A post shared by Emma Zaks (@emma_zaks)

Zaks got pregnant again naturally in January 2021. That too ended in miscarriage. Now she's now completed her fourth embryo transfer and is praying it sticks.

"At this point, the rose-colored glasses have been shattered, and I don't care how I get my baby, whether it's via surrogate or me," she said on "Pregnantish." "I'm just ready to be mom."

The fertility industry is 'playing on our desperation'

Zaks' experience has sparked her to speak out against what she says are the unnecessary costs of fertility treatments.

"It ends up making it about 'can you afford to have a baby?' versus 'can you go through the emotional and physical trauma?'" she said.

The average cost of a single IVF cycle is $23,000, and the average couple will undergo multiple cycles, according to data collected by FertilityIQ. Egg freezing costs, medications, and tests can add tens of thousands more to the price tag. The procedures aren't cutting-edge; the costs reflect spotty insurance coverage, CNBC reported.

"I have to call a spade a spade: They are playing on our desperation," Zaks said. While she said she's worked with some wonderful doctors, "there are people out there who are 100% playing on our emotions and overcharging for things that they they shouldn't be."

Businesses should provide IVF coverage for their employees, Zaks says

Zaks implicated employers too, saying they shouldn't accept the status quo of companies not providing fertility coverage. "Like the company I work for: SoulCycle," she said. "Sorry to call you out, guys, but I have to." She said that the fitness industry should be especially compelled to support this aspect of her health.

A post shared by Emma Zaks (@infertile_myrtl)

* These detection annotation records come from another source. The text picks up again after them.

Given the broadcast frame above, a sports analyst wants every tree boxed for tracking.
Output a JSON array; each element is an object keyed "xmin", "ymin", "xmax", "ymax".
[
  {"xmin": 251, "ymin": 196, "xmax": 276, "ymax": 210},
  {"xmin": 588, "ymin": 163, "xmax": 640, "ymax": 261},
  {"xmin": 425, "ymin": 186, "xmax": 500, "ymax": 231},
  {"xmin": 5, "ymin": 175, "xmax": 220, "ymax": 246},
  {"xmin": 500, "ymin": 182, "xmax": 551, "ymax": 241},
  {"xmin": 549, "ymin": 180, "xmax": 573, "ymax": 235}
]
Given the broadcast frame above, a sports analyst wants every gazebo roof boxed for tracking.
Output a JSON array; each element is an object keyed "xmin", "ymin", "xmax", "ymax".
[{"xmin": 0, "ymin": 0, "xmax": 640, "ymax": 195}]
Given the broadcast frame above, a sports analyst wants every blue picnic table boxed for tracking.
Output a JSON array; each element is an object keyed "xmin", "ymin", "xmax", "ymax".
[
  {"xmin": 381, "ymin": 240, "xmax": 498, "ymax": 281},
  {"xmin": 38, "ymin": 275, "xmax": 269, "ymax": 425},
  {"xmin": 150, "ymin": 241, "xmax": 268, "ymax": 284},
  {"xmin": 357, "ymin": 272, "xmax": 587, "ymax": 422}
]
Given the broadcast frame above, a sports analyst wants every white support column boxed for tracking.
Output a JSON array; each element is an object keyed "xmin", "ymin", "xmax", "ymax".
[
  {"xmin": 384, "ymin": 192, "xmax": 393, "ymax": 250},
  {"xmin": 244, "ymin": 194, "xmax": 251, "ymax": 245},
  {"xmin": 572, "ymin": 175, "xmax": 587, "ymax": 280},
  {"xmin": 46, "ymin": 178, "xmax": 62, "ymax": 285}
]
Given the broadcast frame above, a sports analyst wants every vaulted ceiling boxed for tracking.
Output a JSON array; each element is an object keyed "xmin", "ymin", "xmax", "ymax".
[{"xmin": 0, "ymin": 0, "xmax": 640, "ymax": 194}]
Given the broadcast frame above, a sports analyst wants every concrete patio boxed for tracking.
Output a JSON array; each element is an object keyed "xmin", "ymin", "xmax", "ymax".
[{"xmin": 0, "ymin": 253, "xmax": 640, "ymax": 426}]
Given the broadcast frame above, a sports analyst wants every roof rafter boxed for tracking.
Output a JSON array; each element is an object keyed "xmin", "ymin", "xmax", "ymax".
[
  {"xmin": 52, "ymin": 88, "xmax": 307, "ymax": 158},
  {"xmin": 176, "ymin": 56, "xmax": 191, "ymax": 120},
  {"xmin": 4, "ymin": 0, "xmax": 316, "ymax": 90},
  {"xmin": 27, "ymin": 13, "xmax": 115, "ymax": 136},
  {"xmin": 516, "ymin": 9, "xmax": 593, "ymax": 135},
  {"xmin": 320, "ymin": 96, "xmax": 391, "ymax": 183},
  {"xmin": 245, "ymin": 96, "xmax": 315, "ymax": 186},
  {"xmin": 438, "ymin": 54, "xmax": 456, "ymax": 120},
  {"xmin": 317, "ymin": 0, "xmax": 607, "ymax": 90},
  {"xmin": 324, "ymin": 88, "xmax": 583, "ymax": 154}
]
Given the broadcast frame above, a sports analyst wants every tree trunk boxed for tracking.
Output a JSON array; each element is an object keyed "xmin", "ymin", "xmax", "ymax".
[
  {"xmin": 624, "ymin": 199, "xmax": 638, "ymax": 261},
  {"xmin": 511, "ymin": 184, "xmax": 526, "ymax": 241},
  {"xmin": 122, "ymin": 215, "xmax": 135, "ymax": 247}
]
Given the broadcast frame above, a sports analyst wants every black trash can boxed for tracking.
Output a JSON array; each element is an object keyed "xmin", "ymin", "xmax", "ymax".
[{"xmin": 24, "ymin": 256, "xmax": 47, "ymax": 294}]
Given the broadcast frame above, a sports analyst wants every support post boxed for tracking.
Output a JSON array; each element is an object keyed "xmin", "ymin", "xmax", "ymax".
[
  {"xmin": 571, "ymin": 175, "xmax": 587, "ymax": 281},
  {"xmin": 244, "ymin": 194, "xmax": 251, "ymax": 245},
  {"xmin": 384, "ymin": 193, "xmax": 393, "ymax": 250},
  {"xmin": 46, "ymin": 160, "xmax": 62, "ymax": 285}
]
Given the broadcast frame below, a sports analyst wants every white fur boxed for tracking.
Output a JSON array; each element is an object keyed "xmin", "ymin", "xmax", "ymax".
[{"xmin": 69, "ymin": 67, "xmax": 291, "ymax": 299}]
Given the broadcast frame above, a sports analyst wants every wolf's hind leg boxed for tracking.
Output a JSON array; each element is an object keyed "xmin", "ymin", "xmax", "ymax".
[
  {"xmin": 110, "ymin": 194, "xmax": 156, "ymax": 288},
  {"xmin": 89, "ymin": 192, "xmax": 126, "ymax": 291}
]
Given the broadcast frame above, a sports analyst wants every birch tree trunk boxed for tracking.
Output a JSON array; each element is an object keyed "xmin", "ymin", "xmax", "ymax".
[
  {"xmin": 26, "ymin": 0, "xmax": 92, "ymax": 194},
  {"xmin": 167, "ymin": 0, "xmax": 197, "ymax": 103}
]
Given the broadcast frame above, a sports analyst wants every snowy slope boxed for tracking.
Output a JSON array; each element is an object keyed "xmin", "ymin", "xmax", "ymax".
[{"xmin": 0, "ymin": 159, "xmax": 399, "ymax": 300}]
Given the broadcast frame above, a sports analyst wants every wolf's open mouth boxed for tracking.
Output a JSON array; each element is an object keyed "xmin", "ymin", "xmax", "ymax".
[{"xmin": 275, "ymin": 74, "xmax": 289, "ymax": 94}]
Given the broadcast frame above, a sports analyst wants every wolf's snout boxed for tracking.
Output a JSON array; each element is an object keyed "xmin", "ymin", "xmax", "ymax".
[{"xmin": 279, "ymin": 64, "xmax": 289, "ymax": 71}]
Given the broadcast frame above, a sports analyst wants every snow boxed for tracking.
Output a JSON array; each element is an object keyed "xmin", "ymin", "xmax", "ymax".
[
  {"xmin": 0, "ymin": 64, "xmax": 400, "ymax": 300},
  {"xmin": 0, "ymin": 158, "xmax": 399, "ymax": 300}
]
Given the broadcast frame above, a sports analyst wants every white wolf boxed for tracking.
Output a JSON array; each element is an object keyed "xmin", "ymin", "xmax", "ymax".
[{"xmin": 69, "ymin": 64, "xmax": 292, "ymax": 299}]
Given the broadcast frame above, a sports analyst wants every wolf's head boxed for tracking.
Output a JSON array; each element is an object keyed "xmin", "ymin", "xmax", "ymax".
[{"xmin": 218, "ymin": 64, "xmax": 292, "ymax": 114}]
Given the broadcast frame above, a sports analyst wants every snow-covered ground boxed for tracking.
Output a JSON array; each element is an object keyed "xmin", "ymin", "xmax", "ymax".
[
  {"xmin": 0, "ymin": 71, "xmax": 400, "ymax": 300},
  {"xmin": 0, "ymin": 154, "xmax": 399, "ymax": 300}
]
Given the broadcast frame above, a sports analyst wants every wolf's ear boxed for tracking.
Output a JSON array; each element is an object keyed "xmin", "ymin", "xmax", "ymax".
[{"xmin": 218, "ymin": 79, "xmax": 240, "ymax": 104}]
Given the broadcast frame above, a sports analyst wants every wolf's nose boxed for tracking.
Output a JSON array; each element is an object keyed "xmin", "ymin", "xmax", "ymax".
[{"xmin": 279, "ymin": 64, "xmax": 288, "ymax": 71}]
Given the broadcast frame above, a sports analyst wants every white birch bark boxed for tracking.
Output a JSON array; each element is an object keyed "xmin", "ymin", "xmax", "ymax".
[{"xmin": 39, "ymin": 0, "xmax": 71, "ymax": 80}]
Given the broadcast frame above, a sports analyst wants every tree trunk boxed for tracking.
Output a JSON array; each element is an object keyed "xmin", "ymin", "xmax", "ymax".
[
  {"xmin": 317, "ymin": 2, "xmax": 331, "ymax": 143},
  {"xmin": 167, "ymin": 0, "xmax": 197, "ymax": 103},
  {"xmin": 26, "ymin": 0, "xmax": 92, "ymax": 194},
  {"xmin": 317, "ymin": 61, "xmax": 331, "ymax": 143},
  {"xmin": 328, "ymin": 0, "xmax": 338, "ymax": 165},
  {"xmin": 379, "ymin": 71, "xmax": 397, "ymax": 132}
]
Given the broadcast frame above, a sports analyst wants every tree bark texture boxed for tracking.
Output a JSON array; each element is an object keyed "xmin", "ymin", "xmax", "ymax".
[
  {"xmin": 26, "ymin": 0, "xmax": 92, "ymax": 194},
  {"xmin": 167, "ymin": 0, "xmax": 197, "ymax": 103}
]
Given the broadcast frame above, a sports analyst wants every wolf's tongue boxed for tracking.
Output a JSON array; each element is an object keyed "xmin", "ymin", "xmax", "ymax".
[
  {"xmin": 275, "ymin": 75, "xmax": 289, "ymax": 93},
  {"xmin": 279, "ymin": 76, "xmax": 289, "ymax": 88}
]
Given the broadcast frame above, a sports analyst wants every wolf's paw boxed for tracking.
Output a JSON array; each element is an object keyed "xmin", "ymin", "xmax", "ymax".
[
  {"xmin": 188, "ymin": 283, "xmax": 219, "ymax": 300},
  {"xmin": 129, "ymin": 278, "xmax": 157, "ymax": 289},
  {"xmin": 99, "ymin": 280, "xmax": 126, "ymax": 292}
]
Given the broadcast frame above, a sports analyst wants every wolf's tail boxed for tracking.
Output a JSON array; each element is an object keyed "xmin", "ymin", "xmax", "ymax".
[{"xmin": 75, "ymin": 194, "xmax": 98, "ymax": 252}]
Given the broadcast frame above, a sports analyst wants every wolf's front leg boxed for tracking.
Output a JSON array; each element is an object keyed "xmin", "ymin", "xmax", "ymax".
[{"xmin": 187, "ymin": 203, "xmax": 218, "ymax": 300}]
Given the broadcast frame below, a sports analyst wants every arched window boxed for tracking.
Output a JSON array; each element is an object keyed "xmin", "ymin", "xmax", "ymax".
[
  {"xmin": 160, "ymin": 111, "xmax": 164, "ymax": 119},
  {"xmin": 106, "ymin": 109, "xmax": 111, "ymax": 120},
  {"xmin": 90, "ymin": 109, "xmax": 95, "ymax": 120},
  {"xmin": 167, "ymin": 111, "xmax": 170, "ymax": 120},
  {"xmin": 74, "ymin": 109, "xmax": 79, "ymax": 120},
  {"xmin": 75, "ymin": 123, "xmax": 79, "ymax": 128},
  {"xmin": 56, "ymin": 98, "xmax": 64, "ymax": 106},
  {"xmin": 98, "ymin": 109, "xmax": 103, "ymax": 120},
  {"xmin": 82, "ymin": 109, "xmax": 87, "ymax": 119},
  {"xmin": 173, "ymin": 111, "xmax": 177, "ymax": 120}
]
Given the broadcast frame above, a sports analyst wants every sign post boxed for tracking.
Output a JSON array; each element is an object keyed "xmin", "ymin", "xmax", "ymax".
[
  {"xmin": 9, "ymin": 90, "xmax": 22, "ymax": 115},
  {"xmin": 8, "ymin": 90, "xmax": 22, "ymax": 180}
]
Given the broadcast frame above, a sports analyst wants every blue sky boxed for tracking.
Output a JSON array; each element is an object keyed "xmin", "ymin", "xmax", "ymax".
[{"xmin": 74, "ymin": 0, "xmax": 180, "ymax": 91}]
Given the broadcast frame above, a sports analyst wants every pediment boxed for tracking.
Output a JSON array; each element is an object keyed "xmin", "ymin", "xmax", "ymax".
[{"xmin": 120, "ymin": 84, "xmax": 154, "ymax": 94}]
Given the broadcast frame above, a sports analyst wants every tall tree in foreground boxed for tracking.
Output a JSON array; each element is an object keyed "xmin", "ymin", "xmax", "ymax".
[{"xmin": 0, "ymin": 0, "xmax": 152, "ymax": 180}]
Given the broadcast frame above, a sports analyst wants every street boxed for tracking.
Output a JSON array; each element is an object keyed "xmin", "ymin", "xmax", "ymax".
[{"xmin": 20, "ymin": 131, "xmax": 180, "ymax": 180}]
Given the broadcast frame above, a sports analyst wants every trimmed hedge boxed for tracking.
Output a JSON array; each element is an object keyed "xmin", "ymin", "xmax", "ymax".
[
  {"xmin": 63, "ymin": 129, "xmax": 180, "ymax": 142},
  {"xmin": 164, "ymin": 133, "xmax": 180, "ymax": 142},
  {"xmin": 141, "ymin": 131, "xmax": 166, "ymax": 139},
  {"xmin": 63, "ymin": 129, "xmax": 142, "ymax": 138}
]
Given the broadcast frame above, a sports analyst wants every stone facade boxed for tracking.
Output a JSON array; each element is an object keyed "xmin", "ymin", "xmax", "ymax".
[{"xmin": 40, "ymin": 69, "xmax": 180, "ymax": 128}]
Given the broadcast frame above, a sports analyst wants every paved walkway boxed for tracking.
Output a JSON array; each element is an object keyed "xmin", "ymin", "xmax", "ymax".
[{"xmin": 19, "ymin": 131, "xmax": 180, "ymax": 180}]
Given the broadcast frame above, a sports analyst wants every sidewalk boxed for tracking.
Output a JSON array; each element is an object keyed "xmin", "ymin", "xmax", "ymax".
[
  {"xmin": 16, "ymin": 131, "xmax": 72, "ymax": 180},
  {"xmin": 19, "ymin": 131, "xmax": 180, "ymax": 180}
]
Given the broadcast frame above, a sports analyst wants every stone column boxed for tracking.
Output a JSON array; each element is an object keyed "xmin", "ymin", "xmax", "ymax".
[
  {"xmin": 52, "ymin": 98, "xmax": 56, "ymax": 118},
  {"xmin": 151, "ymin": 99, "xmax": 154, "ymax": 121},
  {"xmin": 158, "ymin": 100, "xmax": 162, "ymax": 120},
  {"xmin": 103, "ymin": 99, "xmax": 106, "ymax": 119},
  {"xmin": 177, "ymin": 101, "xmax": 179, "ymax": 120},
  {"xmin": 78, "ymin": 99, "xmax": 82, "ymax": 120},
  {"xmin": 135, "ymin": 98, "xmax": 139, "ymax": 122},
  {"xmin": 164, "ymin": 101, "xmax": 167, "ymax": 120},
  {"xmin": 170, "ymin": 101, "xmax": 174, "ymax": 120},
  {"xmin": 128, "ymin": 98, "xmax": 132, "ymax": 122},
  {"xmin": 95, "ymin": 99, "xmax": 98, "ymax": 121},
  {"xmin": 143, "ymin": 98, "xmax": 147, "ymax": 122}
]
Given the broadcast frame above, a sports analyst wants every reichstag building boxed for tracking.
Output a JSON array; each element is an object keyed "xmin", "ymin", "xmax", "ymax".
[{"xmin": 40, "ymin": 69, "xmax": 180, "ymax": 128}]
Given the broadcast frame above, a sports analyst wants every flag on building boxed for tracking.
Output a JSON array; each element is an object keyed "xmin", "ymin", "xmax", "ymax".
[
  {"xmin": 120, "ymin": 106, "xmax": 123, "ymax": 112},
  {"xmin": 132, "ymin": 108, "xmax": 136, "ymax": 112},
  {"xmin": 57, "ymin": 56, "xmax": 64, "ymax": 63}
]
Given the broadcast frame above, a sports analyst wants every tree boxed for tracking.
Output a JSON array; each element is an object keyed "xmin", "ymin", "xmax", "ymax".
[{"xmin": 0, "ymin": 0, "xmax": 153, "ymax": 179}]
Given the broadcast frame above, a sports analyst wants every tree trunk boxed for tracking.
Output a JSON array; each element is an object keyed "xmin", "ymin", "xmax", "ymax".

More companies are offering fertility benefits, with the number of companies with more than 500 employees offering it rising from 24% in 2015 to 27% in 2020, according to Resolve: The National Infertility Association. SoulCycle has more than 1,000 employees.

Apple and Facebook were early to offer up to $20,000 worth of egg-freezing costs, while Snapchat, Salesforce, and Spotify cover some surrogacy costs, according to the BBC. Other companies offer a lifetime cap for fertility treatments, ranging from $12,000 at Hootsuite to $50,000 at A&E.

The specifics of SoulCycle's health benefits aren't public, and reviews of the company's benefits on Glassdoor don't include anything fertility-related.

Zaks said she loves SoulCycle more than "most things in this world."

"But they really need to fix the insurance that we have because it just doesn't make sense."